In our example, here are the two ways to calculate the probability of having the disease and getting a positive test:

\[p(M_1, T_+) = p(M_1) p(T_+ | M_1) = p(T_+) p(M_1 | T_+)\]

Marginal probability

The marginal probability of a variable \(y\), \(p(y)\), is its probability if the value of the other variables is unknown. If we do not directly know \(p(y)\), but know \(p(y, x)\) for each possible value of another variable \(x\), then \(p(y)\) is the sum of the joint probabilities of \(x\) and \(y\) for each value of \(x\). (Marginalization is the action of summing up the different possibilities for variables other than \(y\)).

\[p(y) = \sum_x p(y, x) = \sum_x p(y|x) p(x)\]

If \(x\) is a continuous variable, the principle is the same, but the sum becomes an integral:

\[p(y) = \int p(y, x) \text{d}x = \int p(y|x) p(x) \text{d}x\]

Returning to our example, we can express each item in the table as a joint probability with specific values of \(M\) or \(T\) (inner cells), or as a marginal probability (for the row and column sums).

\(M_1\) \(M_0\) Total
\(T_+\) \(p(M_1, T_+)\) \(p(M_0, T_+)\) \(p(T_+)\)
\(T_-\) \(p(M_1, T_-)\) \(p(M_0, T_-)\) \(p(T_-)\)
Total \(p(M_1)\) \(p(M_0)\) 1

This allows us to fill in the cells in the table using the relationship between conditional, joint, and marginal probabilities. For example, for the row \(T_+\):

  • \(p(M_1, T_+) = p(M_1) p(T_+ | M_1) = 0.002 \times 0.95 = 0.0019\)

  • \(p(M_0, T_+) = p(M_0) p(T_+ | M_0) = 0.998 \times 0.01 = 0.00998\) (\(p(T_+ | M_0)\) is the probability to get a false positive, so the complement of specificity, equal to 1%.)

  • \(p(T_+) = p(M_1, T_+) + p(M_0, T_+) = 0.019 + 0.00998 \approx 0.119\)

Here is the full table:

\(M_1\) \(M_0\) Total
\(T_+\) \(p(M_1, T_+)\) = 0.0019 \(p(M_0, T_+)\) = 0.01 \(p(T_+)\) = 0.0119
\(T_-\) \(p(M_1, T_-)\) = 0.0001 \(p(M_0, T_-)\) = 0.988 \(p(T_-)\) = 0.9881
Total \(p(M_1)\) = 0.002 \(p(M_0)\) = 0.998 1

Bayes’ theorem

For two variables \(x\) and \(y\), it may be easier to calculate \(p(y|x)\) than \(p(x|y)\), or vice versa. In our example, we knew the probability of having a positive result if the disease is present \(p(T_+ | M_1)\), but we were looking for the probability that the disease is present if the result is positive: \(p(M_1 | T_+)\). Bayes’ theorem tells us how to “invert” the conditional probability without having to fill in a table like the one above.

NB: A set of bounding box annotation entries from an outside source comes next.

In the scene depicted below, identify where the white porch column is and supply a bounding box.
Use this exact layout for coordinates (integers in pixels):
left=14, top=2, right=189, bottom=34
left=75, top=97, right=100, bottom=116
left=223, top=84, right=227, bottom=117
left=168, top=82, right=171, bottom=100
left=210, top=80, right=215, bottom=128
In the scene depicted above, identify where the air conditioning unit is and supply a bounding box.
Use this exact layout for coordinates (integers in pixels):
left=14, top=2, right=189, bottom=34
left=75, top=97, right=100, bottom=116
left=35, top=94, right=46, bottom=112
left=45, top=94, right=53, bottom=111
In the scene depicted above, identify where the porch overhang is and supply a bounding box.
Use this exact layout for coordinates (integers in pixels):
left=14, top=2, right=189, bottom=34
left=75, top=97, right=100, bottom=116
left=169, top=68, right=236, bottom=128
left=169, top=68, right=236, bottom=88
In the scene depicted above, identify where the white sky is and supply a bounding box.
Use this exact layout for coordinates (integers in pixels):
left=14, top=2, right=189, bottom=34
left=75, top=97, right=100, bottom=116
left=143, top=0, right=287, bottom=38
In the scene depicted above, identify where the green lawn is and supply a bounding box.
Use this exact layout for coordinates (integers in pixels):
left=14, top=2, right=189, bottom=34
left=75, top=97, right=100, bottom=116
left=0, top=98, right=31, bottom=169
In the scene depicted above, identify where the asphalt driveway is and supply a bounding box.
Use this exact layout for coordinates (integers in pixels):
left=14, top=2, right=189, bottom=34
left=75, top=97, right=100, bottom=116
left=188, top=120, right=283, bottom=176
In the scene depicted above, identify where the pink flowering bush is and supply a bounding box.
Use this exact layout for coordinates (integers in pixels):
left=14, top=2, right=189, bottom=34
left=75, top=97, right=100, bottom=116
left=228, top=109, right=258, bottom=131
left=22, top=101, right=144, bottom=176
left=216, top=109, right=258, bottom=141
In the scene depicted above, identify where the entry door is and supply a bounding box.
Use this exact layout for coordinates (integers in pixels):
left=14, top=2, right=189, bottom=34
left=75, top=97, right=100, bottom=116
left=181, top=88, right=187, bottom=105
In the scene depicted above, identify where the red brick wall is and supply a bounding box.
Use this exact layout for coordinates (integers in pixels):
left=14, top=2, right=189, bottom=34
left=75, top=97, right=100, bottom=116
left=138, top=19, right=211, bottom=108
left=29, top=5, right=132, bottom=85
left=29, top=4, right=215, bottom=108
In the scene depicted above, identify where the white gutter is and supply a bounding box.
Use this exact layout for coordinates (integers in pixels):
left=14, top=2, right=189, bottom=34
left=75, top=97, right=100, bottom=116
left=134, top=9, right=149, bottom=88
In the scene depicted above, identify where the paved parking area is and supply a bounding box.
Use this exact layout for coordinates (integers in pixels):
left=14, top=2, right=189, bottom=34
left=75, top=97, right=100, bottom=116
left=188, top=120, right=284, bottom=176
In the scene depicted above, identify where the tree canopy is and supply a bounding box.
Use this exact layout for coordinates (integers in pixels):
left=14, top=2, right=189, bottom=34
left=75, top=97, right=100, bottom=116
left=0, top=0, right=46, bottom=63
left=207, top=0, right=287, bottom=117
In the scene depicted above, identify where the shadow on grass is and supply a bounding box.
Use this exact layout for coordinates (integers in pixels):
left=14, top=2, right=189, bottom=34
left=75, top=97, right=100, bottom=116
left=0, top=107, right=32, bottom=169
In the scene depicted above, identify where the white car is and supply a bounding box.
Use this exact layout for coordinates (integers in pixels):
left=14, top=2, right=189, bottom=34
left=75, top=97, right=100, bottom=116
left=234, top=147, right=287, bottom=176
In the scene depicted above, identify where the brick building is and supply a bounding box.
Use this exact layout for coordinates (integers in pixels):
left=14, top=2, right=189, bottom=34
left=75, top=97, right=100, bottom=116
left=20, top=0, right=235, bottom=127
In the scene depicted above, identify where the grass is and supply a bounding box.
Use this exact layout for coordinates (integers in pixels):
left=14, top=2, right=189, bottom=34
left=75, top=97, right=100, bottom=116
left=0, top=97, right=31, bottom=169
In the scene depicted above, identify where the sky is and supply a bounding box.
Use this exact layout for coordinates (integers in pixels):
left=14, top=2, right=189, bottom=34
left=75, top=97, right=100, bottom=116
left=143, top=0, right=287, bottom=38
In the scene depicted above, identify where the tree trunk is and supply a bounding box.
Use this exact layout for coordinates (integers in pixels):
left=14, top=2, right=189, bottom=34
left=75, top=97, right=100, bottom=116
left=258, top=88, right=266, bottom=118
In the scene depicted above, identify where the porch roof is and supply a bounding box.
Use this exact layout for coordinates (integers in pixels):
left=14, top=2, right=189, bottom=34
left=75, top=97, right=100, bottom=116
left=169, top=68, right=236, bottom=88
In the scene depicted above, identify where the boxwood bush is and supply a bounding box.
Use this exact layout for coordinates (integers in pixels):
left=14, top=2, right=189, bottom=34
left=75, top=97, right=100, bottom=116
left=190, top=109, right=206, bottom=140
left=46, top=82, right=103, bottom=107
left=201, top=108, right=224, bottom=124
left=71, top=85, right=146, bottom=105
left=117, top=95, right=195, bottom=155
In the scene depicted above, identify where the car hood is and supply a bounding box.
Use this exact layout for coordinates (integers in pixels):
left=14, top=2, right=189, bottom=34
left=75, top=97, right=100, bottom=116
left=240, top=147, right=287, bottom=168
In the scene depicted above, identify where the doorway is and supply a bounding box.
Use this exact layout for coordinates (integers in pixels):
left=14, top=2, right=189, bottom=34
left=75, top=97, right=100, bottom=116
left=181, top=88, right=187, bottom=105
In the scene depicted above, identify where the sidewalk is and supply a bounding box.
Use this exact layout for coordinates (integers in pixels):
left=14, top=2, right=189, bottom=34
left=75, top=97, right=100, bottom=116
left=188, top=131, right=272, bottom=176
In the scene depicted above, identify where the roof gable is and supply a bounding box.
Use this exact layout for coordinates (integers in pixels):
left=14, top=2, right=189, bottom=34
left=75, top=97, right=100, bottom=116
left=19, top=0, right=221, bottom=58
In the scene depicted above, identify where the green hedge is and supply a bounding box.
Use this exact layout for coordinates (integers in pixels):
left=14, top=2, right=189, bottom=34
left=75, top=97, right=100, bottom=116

Remember that there are two ways to compute the joint probability \(p(x, y)\) with a value of \(x\) and a value of \(y\):

\[p(x, y) = p(x) p(y | x) = p(y) p(x | y)\]

If we divide both sides of the right equality by \(p(y)\), we obtain Bayes’ theorem:

\[p(x|y) = \frac{p(x) p(y | x)}{p(y)}\]

This tells us that we can compute the probability distribution from \(x\) conditional on \(y\) if we know: (1) the probability distribution of \(y\) conditional on \(x\) and (2) the marginal probability distribution of \(x\). As for the denominator \(p(y)\), it can be obtained by summing (or integrating) \(p(x) p(y|x)\) over the set of possible values of \(x\).

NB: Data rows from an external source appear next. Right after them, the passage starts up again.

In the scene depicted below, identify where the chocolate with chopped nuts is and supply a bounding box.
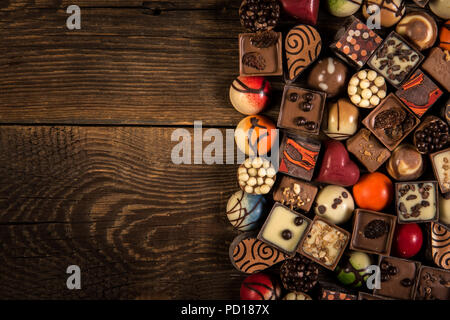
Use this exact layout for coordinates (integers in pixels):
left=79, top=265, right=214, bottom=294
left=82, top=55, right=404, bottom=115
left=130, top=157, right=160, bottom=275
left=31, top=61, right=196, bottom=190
left=362, top=93, right=420, bottom=151
left=278, top=85, right=326, bottom=135
left=367, top=32, right=424, bottom=87
left=350, top=209, right=396, bottom=255
left=395, top=181, right=439, bottom=223
left=239, top=31, right=283, bottom=76
left=239, top=0, right=280, bottom=32
left=374, top=257, right=420, bottom=300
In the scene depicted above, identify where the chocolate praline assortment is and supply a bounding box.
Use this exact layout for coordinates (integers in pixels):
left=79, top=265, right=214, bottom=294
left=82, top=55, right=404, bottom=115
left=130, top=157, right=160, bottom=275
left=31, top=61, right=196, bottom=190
left=395, top=11, right=438, bottom=50
left=395, top=181, right=439, bottom=223
left=258, top=203, right=311, bottom=256
left=350, top=209, right=397, bottom=255
left=362, top=0, right=406, bottom=27
left=415, top=266, right=450, bottom=300
left=347, top=70, right=387, bottom=108
left=307, top=57, right=348, bottom=98
left=284, top=25, right=322, bottom=82
left=395, top=70, right=444, bottom=118
left=322, top=98, right=359, bottom=140
left=414, top=116, right=449, bottom=154
left=278, top=135, right=321, bottom=181
left=330, top=18, right=383, bottom=69
left=273, top=176, right=318, bottom=212
left=374, top=257, right=421, bottom=300
left=422, top=48, right=450, bottom=91
left=239, top=0, right=280, bottom=32
left=363, top=93, right=420, bottom=151
left=367, top=32, right=424, bottom=87
left=239, top=31, right=283, bottom=76
left=347, top=128, right=391, bottom=172
left=278, top=85, right=326, bottom=135
left=386, top=143, right=425, bottom=181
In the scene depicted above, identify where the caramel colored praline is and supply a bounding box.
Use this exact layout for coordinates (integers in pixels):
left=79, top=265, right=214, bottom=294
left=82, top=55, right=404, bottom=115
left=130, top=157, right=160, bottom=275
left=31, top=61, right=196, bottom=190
left=386, top=144, right=425, bottom=181
left=395, top=11, right=438, bottom=50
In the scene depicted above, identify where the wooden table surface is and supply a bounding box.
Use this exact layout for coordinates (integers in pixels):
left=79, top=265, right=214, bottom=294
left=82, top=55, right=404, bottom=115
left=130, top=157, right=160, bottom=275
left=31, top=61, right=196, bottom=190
left=0, top=0, right=436, bottom=299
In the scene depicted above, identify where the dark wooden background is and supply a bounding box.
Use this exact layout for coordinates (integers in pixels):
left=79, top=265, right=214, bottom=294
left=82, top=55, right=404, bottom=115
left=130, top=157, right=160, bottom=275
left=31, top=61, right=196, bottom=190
left=0, top=0, right=436, bottom=299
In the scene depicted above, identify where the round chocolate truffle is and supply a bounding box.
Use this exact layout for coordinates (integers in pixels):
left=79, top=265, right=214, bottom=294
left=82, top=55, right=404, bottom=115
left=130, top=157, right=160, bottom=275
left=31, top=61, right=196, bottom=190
left=386, top=144, right=424, bottom=181
left=347, top=69, right=387, bottom=109
left=322, top=98, right=359, bottom=140
left=439, top=20, right=450, bottom=51
left=234, top=115, right=278, bottom=156
left=428, top=0, right=450, bottom=19
left=362, top=0, right=406, bottom=28
left=240, top=272, right=281, bottom=300
left=308, top=57, right=348, bottom=98
left=314, top=185, right=355, bottom=224
left=227, top=190, right=267, bottom=231
left=395, top=11, right=438, bottom=50
left=327, top=0, right=362, bottom=17
left=230, top=77, right=271, bottom=115
left=336, top=251, right=372, bottom=288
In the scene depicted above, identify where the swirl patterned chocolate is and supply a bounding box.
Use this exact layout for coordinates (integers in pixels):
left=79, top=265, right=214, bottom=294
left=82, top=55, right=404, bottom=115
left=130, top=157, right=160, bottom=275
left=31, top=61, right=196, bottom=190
left=284, top=25, right=322, bottom=81
left=431, top=223, right=450, bottom=270
left=229, top=233, right=287, bottom=273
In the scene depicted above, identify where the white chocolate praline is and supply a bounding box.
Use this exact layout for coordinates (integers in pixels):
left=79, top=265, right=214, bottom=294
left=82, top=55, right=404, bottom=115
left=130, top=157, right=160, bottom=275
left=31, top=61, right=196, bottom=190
left=347, top=69, right=386, bottom=108
left=302, top=220, right=348, bottom=266
left=397, top=182, right=437, bottom=221
left=322, top=98, right=359, bottom=140
left=238, top=157, right=276, bottom=194
left=314, top=185, right=355, bottom=224
left=258, top=205, right=308, bottom=253
left=439, top=196, right=450, bottom=225
left=283, top=292, right=312, bottom=300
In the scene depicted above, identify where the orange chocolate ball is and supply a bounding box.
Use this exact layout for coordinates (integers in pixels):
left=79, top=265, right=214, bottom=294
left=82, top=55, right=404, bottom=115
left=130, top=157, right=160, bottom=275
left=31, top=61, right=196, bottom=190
left=353, top=172, right=394, bottom=211
left=234, top=115, right=278, bottom=156
left=439, top=20, right=450, bottom=51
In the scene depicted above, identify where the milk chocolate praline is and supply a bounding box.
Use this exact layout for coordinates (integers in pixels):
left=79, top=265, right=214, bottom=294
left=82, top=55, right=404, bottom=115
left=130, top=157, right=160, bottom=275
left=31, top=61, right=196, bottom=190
left=308, top=57, right=348, bottom=98
left=395, top=11, right=438, bottom=50
left=386, top=144, right=425, bottom=181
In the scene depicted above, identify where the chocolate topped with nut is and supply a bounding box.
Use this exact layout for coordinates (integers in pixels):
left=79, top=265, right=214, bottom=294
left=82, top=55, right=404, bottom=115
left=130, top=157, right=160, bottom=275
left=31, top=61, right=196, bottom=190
left=395, top=181, right=439, bottom=223
left=239, top=0, right=280, bottom=32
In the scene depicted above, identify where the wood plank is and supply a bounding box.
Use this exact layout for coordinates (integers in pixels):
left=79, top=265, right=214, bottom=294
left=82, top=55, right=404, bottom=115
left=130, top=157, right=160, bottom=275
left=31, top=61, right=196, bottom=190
left=0, top=126, right=243, bottom=299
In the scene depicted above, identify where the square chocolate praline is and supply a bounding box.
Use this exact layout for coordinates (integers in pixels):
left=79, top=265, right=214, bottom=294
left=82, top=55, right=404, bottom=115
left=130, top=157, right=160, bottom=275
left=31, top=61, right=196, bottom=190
left=422, top=47, right=450, bottom=91
left=395, top=181, right=439, bottom=224
left=395, top=70, right=444, bottom=118
left=258, top=203, right=311, bottom=256
left=367, top=31, right=424, bottom=88
left=430, top=148, right=450, bottom=193
left=330, top=17, right=383, bottom=69
left=298, top=216, right=350, bottom=270
left=373, top=256, right=420, bottom=300
left=239, top=32, right=283, bottom=76
left=278, top=135, right=320, bottom=181
left=415, top=266, right=450, bottom=300
left=278, top=85, right=327, bottom=135
left=273, top=176, right=318, bottom=212
left=350, top=209, right=396, bottom=256
left=346, top=128, right=391, bottom=172
left=362, top=93, right=420, bottom=151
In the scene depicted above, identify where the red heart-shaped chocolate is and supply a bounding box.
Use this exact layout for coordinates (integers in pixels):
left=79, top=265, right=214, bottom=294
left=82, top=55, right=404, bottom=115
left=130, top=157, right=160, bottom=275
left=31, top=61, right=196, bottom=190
left=316, top=140, right=359, bottom=187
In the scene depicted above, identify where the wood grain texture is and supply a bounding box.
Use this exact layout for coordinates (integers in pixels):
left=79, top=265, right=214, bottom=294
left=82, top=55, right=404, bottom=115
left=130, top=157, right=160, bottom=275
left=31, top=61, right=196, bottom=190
left=0, top=126, right=246, bottom=299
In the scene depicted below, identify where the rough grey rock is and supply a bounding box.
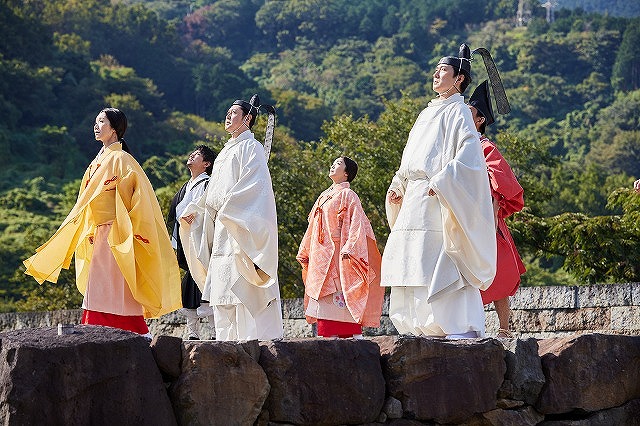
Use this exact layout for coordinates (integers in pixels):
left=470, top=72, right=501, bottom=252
left=540, top=399, right=640, bottom=426
left=483, top=406, right=544, bottom=426
left=499, top=339, right=545, bottom=405
left=151, top=336, right=182, bottom=382
left=382, top=396, right=402, bottom=419
left=0, top=325, right=176, bottom=425
left=536, top=334, right=640, bottom=414
left=373, top=336, right=506, bottom=423
left=169, top=340, right=270, bottom=426
left=260, top=338, right=385, bottom=425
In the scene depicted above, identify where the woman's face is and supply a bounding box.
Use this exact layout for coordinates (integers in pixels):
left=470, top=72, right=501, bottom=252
left=93, top=111, right=118, bottom=145
left=433, top=64, right=456, bottom=94
left=224, top=105, right=250, bottom=134
left=329, top=157, right=349, bottom=183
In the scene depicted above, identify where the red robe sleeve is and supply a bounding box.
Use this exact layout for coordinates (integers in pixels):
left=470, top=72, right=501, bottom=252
left=481, top=138, right=524, bottom=218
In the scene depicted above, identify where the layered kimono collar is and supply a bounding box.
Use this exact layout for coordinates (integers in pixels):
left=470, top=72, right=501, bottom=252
left=225, top=129, right=254, bottom=145
left=429, top=93, right=464, bottom=106
left=96, top=142, right=122, bottom=159
left=331, top=182, right=351, bottom=189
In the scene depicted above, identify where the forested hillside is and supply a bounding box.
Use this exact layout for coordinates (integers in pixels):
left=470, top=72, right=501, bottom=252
left=0, top=0, right=640, bottom=310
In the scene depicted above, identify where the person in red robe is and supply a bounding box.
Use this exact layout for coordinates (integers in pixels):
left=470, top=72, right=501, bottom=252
left=469, top=80, right=526, bottom=337
left=296, top=157, right=384, bottom=338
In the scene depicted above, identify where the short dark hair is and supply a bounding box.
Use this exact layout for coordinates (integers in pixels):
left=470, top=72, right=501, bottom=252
left=100, top=107, right=131, bottom=154
left=453, top=67, right=472, bottom=93
left=194, top=145, right=216, bottom=175
left=342, top=155, right=358, bottom=182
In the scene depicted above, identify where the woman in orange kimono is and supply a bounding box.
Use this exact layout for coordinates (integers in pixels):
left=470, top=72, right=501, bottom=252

In our example, the application of the theorem shows that \(p(M_1 | T_+)\) = 16%, as previously determined.

\[p(M_1 | T_+) = \frac{p(T_+ | M_1) p(M_1)}{p(T_+)}\]

\[p(M_1 | T_+) = \frac{p(T_+ | M_1) p(M_1)}{p(T_+ | M_1) p(M_1) + p(T_+ | M_0) p(M_0)}\]

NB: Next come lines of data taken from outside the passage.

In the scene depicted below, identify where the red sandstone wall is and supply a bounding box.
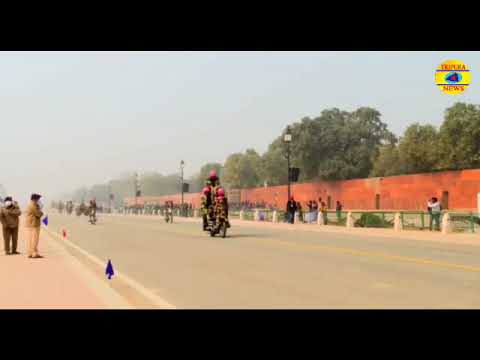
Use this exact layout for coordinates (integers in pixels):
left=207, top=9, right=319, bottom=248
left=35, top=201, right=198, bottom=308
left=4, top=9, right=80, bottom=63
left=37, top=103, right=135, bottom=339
left=124, top=169, right=480, bottom=210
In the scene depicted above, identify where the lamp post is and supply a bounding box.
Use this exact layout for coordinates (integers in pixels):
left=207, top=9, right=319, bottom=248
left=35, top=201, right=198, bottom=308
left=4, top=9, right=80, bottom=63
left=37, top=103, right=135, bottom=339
left=134, top=173, right=138, bottom=211
left=180, top=160, right=185, bottom=211
left=283, top=126, right=292, bottom=201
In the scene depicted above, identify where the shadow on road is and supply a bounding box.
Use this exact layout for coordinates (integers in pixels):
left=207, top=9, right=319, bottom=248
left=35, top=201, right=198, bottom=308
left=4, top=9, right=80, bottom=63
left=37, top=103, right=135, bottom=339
left=227, top=234, right=263, bottom=239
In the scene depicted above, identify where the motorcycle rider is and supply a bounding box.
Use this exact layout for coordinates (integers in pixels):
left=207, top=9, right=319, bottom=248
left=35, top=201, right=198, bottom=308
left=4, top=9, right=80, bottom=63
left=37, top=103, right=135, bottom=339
left=165, top=201, right=173, bottom=223
left=88, top=198, right=97, bottom=224
left=201, top=186, right=212, bottom=231
left=215, top=188, right=230, bottom=230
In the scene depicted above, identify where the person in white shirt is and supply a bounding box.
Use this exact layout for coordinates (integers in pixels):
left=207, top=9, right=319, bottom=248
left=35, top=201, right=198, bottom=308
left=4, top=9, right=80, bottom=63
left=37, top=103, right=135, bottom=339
left=427, top=197, right=442, bottom=231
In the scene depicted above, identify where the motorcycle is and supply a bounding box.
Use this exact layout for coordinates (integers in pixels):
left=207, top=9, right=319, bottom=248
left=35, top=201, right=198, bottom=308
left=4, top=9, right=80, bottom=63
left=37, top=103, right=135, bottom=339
left=206, top=218, right=230, bottom=238
left=85, top=208, right=97, bottom=225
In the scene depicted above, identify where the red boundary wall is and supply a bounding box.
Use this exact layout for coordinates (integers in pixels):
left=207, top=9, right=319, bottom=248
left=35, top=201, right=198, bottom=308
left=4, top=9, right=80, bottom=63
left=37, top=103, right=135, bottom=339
left=125, top=169, right=480, bottom=210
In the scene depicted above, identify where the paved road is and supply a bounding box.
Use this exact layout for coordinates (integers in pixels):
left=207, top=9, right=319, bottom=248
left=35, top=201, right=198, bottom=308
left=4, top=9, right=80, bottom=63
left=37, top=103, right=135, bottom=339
left=49, top=214, right=480, bottom=308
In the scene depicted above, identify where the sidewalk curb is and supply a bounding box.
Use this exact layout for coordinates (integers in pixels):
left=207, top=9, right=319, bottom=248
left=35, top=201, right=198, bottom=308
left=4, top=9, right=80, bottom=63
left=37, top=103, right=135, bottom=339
left=42, top=229, right=134, bottom=310
left=45, top=230, right=177, bottom=309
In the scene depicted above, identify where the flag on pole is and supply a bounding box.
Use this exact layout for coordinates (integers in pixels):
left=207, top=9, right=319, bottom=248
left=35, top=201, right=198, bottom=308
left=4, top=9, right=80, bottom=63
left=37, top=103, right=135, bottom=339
left=105, top=260, right=115, bottom=280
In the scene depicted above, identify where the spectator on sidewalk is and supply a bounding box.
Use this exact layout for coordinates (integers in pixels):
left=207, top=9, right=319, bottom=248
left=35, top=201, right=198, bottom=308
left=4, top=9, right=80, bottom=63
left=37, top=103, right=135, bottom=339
left=297, top=201, right=304, bottom=223
left=335, top=200, right=342, bottom=221
left=312, top=200, right=318, bottom=223
left=427, top=197, right=442, bottom=231
left=0, top=196, right=21, bottom=255
left=286, top=196, right=297, bottom=224
left=320, top=201, right=328, bottom=225
left=25, top=194, right=43, bottom=259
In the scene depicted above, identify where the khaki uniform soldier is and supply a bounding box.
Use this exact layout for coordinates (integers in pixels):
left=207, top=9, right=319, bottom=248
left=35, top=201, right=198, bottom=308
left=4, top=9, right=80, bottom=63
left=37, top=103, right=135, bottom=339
left=25, top=194, right=43, bottom=259
left=0, top=197, right=21, bottom=255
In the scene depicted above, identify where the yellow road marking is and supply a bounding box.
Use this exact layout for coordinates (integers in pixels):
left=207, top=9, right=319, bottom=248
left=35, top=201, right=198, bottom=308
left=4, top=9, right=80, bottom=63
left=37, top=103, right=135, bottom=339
left=249, top=239, right=480, bottom=272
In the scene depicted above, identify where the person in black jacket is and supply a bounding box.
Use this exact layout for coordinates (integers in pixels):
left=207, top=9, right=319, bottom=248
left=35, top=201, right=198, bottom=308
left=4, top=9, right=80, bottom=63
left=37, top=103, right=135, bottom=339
left=287, top=196, right=297, bottom=224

\[p(M_1 | T_+) = \frac{0.95 \times 0.002}{0.95 \times 0.002 + 0.01 \times 0.998} = 0.16\]

Note that with a positive result, the probability of having the disease is multiplied by 80 (16% vs. 0.2%), but it is still more likely to not have it. In other words, if a disease is quite rare, most positive results will be false positives. This is why some tests are not performed without the presence of other symptoms that would increase the probability of being affected before the test. The question of whether or not to perform a test is sometimes a difficult ethical decision, because both a lack of detection or a false alarm have harmful effects.

Similarly, one could calculate \(p(M_1 | T_-)\) = 0.01%. So with a negative result, the probability of being affected is divided by 20 relative to the general prevalence of the disease.

By rearranging the terms of Bayes’ theorem:

\[p(M_1 | T_+) = \frac{p(T_+ | M_1)}{p(T_+)} p(M_1)\]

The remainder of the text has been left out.